The move is also likely to please government contractors like ServiceNow, which last month expressed worry that the shutdown would cut into its bottom line as procurement processes ground to a halt. As one former federal government CISO told us at the beginning of October, every day a shutdown drags on compounds delays and further disrupts critical tech modernization projects.
“Contractors would face payment delays, modernization projects are frozen, and digital transformation momentum is stalling precisely when organizations need to be preparing for AI, quantum, and rapidly evolving cyber threats,” Timothy Amerson, now a federal government advisor at GuidePoint, told us.
With the current plan for the continuing resolution, at least we can be sure that those who were in charge of modernization efforts will be offered their jobs back, though whether they accept the offer to return amid so much continued uncertainty is another thing altogether.
A deal built on flimsy foundations
While the continuing resolution is now set for debate on the Senate floor before a vote to send it to the House of Representatives for approval (and then on to President Trump for his signature), its passage isn’t guaranteed, nor is there any way to know when it might become law and reopen the federal government.

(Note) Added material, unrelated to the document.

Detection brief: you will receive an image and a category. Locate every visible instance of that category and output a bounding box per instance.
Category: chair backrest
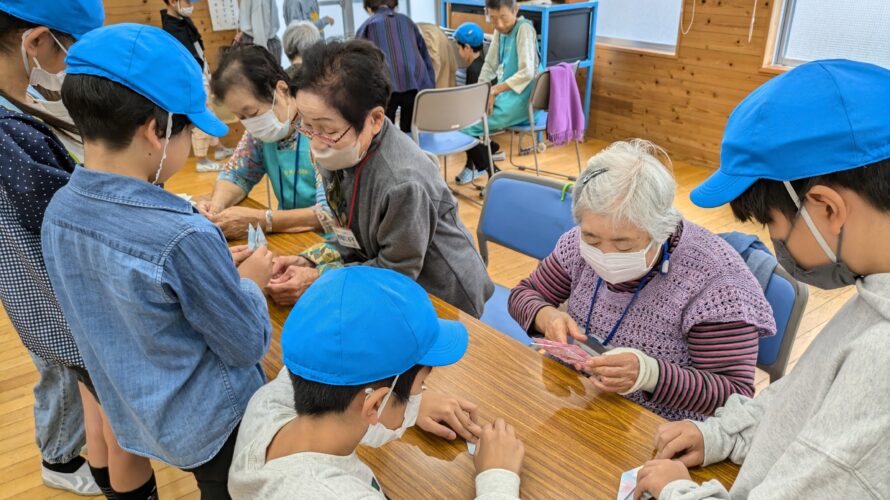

As of today, the US federal government has been shut for 40 days, marking the longest shutdown in US history. Second place belongs to Trump’s first shutdown in 2018, which spilled over into 2019 and lasted 35 days, and this one is only going to get longer as discussions continue.
Even if the continuing resolution passes, it’s likely we could see the government shut down again at the end of January, as a key sticking point for Democrats that won the votes of the eight senators was resolved only through a handshake deal to vote again on it later. Democrats in Congress were holding fast against the bill because Republicans refused to include extensions for healthcare tax credit subsidies under the Affordable Care Act beyond the end of 2025. The party held the line for 39 days, voting down numerous attempts to pass resolutions that would reopen the government, sans ACA tax credit extensions that would keep health insurance costs low. Now the Republicans have promised to hold a separate vote on the measure before the end of December.
- Consumer Financial Protection Bureau’s security falls apart amid layoffs
- The US government has no idea how many cybersecurity pros it employs
- Senators try to save cyber threat sharing law, sans government funding
- Pentagon decrees warfighters don’t need ‘frequent’ cybersecurity training
“This deal guarantees a vote to extend Affordable Care Act premium tax credits, which Republicans weren’t willing to do,” Kaine said of the measure. Some members of the Democratic Party, such as California governor Gavin Newsom, have called the move from Kaine and other Democratic senators a betrayal.
If Republicans refuse to hold a vote on the extension, it’s entirely possible Democrats will withdraw their support for a long-term funding bill in January. It’s also not clear whether President Trump, who has long been trying to eliminate the ACA, would sign an extension into law.
In short, the federal government is a single senator away from the proposed continuing resolution’s failure, and the long-term funding of the government is dependent on Republicans not going back on their word to hold a vote to extend subsidies they’re all opposed to.